Pharmacie de l’Europe (Reims) : « Convivialité et clarté de l’offre »
Françoise Bouché et Isabelle Lambert, titulaires de la pharmacie de l’Europe à Reims et adhérents du groupement Pharmactiv, souhaitent réagencer prochainement leur 160 m2 d’espace public. Le projet a été confié aux Ateliers Durand qui misent sur la cohérence générale de l’architecture et des ambiances, façon Nature et Découvertes, avec un zonage au sol (gazon synthétique pour la phytothérapie, moquette-jeu pour l’espace enfants, pierre ou parquet ailleurs), ainsi que des éléments attractifs originaux dans chaque espace soutenus par de grands visuels en partie haute.

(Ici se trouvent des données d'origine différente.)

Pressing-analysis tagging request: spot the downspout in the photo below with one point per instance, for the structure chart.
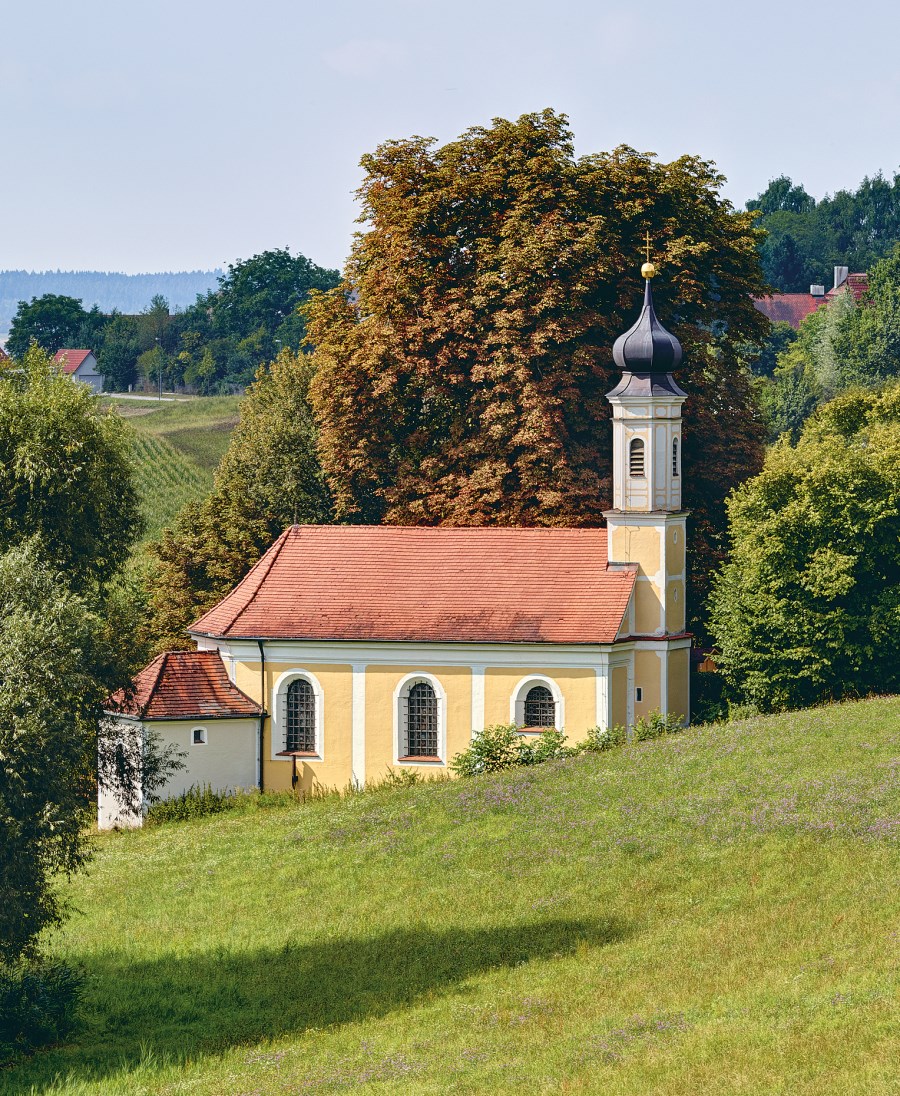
(260, 735)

Les titulaires ont opté pour des couleurs chaudes : sycomore et bois teinté chocolat en partie basse des meubles, teintes crème et ivoire plus haut. « Nous ne voulons ni de bleu, ni de vert, ni d’aluminium, trop froids, expliquent les titulaires. L’important pour nous est la convivialité, la clarté de l’offre, qui est très fouillis à l’heure actuelle, et la confidentialité, assorties d’une certaine modernité dans les éclairages et les linéaires muraux. » Le dernier agencement de la pharmacie de l’Europe datait de 1991.